The data elements we chose to extract from the included studies were similar to many of those TIDieR (template for intervention description and replication) checklist [41]. Albarqouni, Glasziou, and Hoffman used the TIDieR checklist of ten to twelve elements to assess the completeness of intervention reporting before March 2016 and found that none of the educational studies in evidence-based practice they reviewed completely reported all of the main items of the educational intervention [42]. Although our study did not evaluate the use of TIDieR items, the majority of our included studies addressed these ten TIDieR elements in different terms: why; procedures; who provided; how; where; when and how much; tailoring; modifications; how well: planned; and how well: actual. TIDieR elements not commonly present were a name or phrase that described the intervention, clear demarcation between multiple interventions, and information on accessing the intervention educational materials.
Instructions to authors and publication types of the journals at the time of submission may have influenced the reporting depth. Several of the papers in Medical Reference Services Quarterly were published as part of a column which launched in 1994 as “Medical Informatics Education,” later separated into two separate columns on “Medical Informatics” and “Education and Training,” and merged again in 1999 as “Informatics Education” [43]. In 2020, wide variability remains from requirements to use the Medical Education Research Study Quality Instrument (MERSQI) to structured reports of less than 500 words in Medical Education's twice-yearly publication “Really Good Stuff: Lessons learned through innovation in medical education” [44]. The three elements covered in these reports, (1) what problem was addressed; (2) what was tried; and (3) what lessons were learned, represent the essentials for libraries reporting on informatics educational activities in future publications.
This scoping review evaluated the extent of library or librarian involvement in informatics education for health practitioners and health professional students. There are limited published examples of health informatics educational activities that libraries can use as models for librarian roles in informatics education for health professionals and students. Those we reviewed are predominantly encouraging in terms of the successful outcomes and demonstrations of value added by the library.
The paucity of included studies and activities demonstrates the need for more libraries to report on these educational activities, with sufficient details on the interventions and evaluation. We encourage library staff contributing to informatics education for health professions students and practitioners to report their efforts in the published literature, further strengthening the evidence base about the potential impact of libraries within informatics education.

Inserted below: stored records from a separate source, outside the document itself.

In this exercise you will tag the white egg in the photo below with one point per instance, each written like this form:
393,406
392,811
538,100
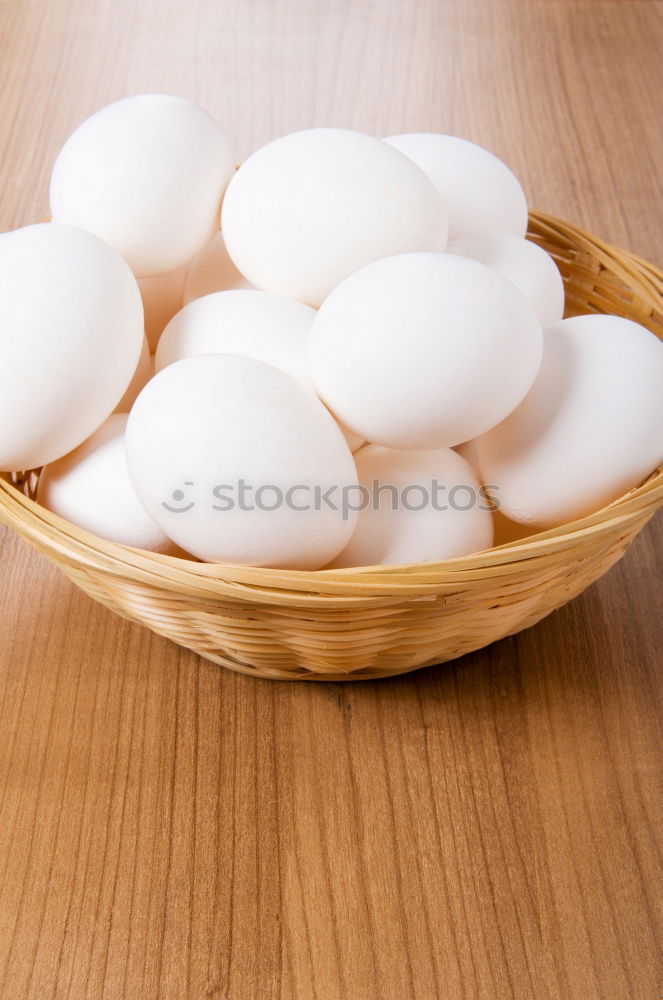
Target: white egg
91,488
256,324
237,462
310,208
213,271
147,175
162,297
468,451
245,321
481,193
527,265
355,441
72,329
142,375
424,350
416,506
590,428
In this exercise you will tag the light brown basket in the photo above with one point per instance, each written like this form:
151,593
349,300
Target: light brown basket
379,621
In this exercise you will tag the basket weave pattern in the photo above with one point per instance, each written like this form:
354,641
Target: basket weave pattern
381,621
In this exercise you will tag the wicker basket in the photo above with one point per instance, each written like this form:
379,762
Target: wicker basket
380,621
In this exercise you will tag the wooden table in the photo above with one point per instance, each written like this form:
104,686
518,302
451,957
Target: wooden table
485,829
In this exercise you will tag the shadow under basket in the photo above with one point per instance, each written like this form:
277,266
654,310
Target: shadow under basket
374,621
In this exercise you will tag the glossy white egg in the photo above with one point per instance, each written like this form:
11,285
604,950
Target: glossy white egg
424,350
527,265
147,175
307,210
481,193
72,329
590,428
416,506
162,296
213,271
91,488
238,462
256,324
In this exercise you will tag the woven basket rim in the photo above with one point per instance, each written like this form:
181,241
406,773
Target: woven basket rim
55,533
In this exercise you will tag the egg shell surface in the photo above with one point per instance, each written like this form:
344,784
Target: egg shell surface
206,425
308,209
146,174
422,506
590,428
249,322
527,265
91,488
481,193
424,350
71,332
162,296
213,271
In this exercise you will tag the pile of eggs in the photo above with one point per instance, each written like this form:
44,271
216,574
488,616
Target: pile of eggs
345,352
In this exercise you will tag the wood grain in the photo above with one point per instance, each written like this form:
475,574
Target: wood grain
486,829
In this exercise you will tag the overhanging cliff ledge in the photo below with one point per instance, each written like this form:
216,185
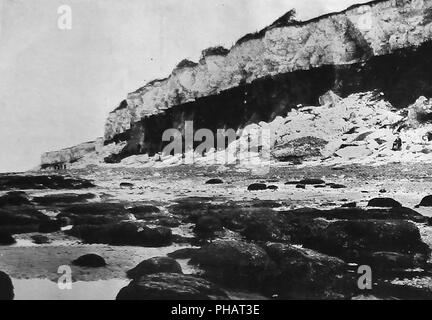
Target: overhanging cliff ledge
355,35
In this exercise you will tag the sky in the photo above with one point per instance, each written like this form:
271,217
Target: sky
58,86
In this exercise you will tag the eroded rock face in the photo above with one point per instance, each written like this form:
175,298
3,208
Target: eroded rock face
235,263
171,286
351,36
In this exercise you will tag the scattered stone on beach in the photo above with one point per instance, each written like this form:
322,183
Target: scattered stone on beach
355,239
40,239
93,213
257,187
145,211
171,286
154,265
91,260
207,225
426,202
27,182
63,198
21,219
307,274
6,287
126,185
214,181
14,198
49,226
6,239
349,205
384,203
185,253
235,264
384,261
336,186
123,233
311,181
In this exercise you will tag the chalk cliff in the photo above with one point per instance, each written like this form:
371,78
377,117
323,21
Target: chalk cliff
355,35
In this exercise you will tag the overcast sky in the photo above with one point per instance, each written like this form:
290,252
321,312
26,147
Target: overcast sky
58,86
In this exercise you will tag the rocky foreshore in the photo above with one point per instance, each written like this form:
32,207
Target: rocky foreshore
222,239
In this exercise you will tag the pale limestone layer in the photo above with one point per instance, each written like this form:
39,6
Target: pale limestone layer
344,38
71,154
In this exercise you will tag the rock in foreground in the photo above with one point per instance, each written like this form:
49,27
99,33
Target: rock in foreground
171,286
6,287
154,265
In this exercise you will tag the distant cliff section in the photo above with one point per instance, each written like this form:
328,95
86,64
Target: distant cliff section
351,37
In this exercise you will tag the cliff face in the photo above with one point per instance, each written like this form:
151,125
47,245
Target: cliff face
57,159
351,37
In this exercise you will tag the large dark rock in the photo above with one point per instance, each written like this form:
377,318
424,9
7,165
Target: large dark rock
124,233
207,225
307,274
14,198
214,181
355,239
185,253
154,265
21,219
257,187
93,213
6,239
49,226
91,260
171,286
63,198
353,213
26,182
384,203
235,264
39,239
426,202
146,211
6,287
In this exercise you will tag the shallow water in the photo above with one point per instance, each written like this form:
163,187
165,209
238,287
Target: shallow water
44,289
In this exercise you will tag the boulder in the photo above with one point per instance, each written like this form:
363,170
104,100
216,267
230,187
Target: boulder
93,213
27,182
14,198
235,264
307,274
6,239
426,202
354,152
49,226
154,265
257,187
124,233
63,198
185,253
214,181
355,239
384,203
39,239
171,286
6,287
329,98
207,225
91,260
126,185
298,149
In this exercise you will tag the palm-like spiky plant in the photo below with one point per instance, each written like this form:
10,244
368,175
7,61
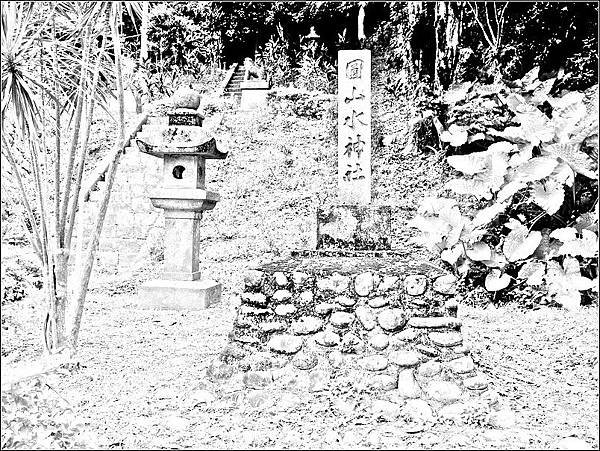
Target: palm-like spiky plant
59,60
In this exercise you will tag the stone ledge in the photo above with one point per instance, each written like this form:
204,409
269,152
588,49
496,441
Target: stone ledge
346,262
357,227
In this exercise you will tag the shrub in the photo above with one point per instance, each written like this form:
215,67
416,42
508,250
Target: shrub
526,182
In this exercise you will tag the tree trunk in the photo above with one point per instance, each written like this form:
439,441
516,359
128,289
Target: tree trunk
144,33
448,24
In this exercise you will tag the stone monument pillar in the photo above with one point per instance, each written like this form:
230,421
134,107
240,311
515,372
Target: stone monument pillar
354,127
354,224
183,197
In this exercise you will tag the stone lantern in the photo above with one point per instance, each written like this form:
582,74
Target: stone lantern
183,197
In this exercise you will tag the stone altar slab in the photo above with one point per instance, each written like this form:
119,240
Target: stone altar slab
178,294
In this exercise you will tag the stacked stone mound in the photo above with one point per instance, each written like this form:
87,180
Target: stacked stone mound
391,323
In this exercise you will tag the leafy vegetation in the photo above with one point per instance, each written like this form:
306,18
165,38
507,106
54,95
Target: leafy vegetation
528,191
35,416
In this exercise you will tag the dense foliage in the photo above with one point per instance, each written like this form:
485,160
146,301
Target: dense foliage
34,416
526,180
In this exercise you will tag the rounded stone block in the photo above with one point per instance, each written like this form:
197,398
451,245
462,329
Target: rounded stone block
429,369
257,379
366,317
327,338
336,283
407,385
345,301
379,341
374,363
285,344
378,302
282,296
351,344
405,358
444,391
434,322
363,284
324,308
272,326
477,382
300,278
305,360
253,279
445,284
461,365
280,279
418,411
391,319
306,325
445,339
258,299
387,283
306,297
385,382
341,319
285,309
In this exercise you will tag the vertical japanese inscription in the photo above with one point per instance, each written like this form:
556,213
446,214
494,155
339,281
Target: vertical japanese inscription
354,126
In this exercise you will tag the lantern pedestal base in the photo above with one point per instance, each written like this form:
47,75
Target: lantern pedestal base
179,294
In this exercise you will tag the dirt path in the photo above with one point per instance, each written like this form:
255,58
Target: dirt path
144,371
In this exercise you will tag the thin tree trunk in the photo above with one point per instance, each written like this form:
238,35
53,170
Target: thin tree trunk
78,300
144,32
87,262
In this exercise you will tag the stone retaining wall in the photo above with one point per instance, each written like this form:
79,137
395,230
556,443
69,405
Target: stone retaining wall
394,324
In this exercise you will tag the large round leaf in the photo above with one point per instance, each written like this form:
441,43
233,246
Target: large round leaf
519,244
496,281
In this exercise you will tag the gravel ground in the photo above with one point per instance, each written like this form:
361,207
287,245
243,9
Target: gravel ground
142,382
143,378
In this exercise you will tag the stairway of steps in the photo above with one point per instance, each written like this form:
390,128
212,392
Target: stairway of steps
233,87
132,225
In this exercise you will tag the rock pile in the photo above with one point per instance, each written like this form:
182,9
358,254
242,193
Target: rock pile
392,325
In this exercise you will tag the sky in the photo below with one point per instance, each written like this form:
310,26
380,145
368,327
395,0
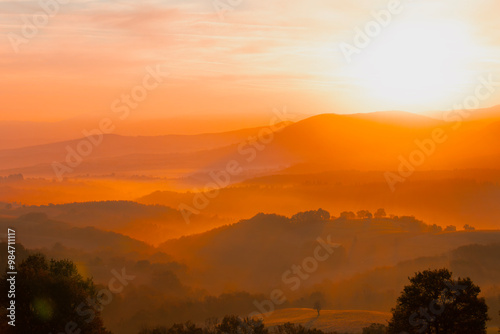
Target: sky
244,57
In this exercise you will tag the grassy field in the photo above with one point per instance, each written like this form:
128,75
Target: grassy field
328,320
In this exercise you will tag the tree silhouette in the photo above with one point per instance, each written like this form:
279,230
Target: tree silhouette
375,329
380,213
434,303
47,295
317,306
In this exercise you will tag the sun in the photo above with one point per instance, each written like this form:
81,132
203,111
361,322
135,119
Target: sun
418,63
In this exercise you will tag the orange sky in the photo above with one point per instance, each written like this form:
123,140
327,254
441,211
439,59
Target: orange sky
261,55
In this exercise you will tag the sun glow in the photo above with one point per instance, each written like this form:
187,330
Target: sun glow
417,63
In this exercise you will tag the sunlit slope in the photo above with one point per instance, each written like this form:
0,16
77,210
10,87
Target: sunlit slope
329,320
373,141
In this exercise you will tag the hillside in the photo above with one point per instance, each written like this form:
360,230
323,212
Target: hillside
345,321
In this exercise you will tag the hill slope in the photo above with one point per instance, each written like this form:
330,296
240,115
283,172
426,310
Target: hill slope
345,321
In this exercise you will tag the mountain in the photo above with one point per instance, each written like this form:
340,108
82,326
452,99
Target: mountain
152,224
38,231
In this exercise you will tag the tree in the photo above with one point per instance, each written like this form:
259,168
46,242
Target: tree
435,303
467,227
450,228
234,324
311,216
380,213
47,295
364,214
375,329
289,328
317,306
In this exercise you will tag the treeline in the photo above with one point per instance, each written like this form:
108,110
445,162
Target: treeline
232,324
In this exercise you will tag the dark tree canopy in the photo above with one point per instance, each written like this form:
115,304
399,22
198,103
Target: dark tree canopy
47,296
435,303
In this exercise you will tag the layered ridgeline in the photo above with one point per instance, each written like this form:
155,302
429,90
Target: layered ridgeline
350,262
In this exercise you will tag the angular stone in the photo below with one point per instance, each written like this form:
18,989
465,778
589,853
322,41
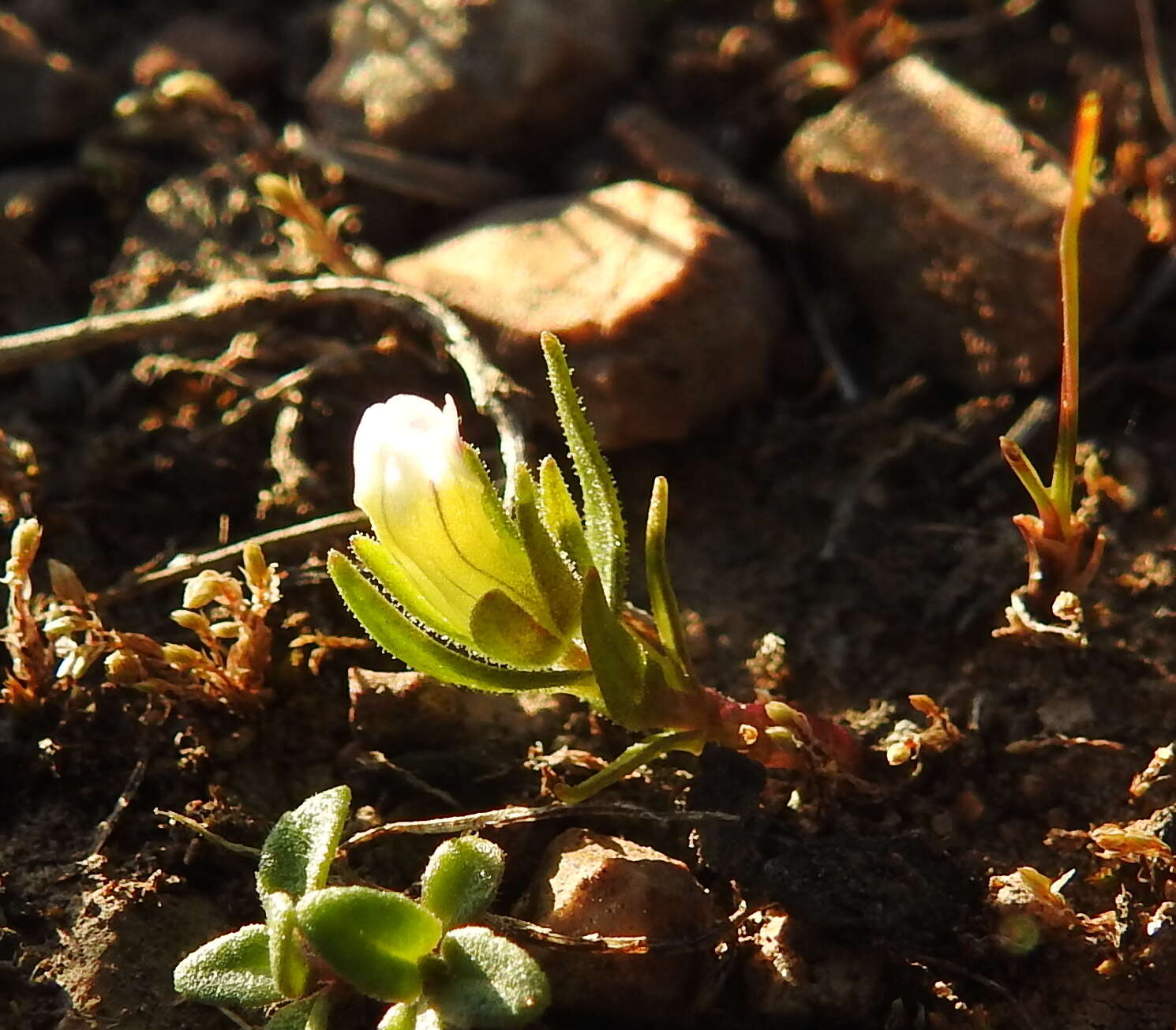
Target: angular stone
946,218
669,316
455,77
593,883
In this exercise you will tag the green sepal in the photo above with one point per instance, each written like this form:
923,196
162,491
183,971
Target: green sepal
410,1016
287,968
509,537
461,878
300,848
604,522
506,633
403,638
306,1013
486,981
633,758
230,970
662,600
372,938
616,658
560,515
401,588
552,573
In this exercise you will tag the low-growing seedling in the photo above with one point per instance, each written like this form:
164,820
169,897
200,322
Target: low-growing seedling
426,958
534,599
1062,557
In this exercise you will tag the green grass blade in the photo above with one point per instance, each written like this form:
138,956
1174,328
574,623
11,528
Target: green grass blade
1086,143
662,601
403,638
604,522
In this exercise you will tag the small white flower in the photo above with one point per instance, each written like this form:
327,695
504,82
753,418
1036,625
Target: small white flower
436,513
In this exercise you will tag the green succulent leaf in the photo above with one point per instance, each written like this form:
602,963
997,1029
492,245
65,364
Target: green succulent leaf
372,938
403,638
230,970
616,657
506,633
560,515
461,878
287,967
487,982
552,571
410,1016
300,848
306,1013
662,600
604,522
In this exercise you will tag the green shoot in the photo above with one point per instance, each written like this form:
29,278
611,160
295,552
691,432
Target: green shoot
1056,539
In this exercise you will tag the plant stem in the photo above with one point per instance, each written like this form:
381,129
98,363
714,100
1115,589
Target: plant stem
1086,140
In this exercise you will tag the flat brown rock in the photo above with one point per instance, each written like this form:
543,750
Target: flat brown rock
456,77
946,218
669,316
593,883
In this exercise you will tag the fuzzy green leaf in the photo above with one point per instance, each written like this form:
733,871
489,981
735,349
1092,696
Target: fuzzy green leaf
287,967
230,970
604,521
372,938
504,631
461,878
403,638
552,571
616,658
300,848
662,600
560,515
487,982
401,587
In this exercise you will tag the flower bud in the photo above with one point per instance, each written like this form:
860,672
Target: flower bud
438,518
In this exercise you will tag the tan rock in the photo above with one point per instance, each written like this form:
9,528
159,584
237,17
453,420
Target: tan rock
946,218
669,316
456,77
593,883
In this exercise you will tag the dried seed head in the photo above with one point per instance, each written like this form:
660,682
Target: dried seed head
189,620
66,585
182,657
124,667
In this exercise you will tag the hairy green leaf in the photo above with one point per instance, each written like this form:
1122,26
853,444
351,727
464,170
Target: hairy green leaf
230,970
552,571
604,522
560,515
403,638
506,633
487,982
401,587
372,938
300,848
461,878
287,967
662,600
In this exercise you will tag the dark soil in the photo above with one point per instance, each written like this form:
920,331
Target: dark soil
873,537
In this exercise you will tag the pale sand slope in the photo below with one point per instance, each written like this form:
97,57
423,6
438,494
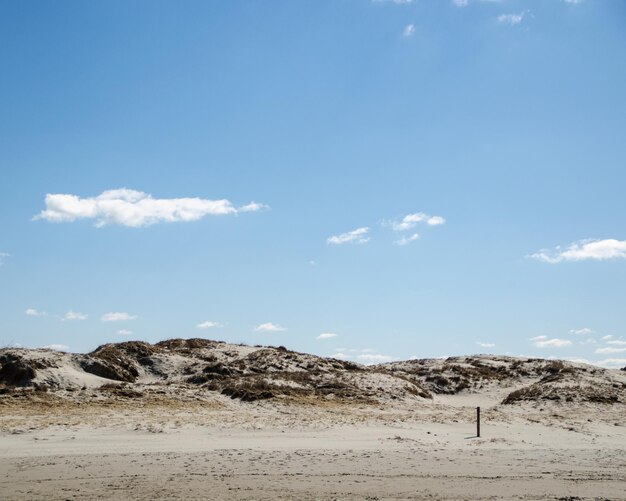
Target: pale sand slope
414,459
302,427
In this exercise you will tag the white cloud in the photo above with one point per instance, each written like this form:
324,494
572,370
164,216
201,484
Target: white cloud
269,327
208,325
373,358
407,240
511,19
610,350
32,312
589,340
617,342
134,208
577,360
74,315
411,220
117,316
358,236
598,250
56,347
397,2
327,335
544,342
612,363
583,331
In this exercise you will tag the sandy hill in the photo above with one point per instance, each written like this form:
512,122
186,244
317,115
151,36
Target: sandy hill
188,369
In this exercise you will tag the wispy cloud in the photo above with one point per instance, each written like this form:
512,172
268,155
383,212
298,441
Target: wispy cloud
326,335
397,2
545,342
597,250
74,315
269,327
32,312
208,325
584,331
358,236
411,220
612,362
610,349
409,30
512,19
407,240
134,209
617,342
117,316
465,3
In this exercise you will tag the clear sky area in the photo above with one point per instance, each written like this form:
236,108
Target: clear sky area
371,180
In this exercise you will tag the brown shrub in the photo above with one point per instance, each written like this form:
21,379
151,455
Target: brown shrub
16,371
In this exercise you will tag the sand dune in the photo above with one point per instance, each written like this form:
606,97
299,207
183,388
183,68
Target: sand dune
198,419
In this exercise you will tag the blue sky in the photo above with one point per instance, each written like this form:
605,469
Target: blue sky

We acknowledge members of the original group who contributed to refining this study question: Nicole Capdarest-Arest, Frances Chu, Antonio De Rosa, and Mark MacEachern. We thank the planning group of the larger MLA Research Agenda for their guidance–Jonathan D. Eldredge, Heather N. Holmes, with special thanks to Marie Ascher who also peer reviewed the search strategy.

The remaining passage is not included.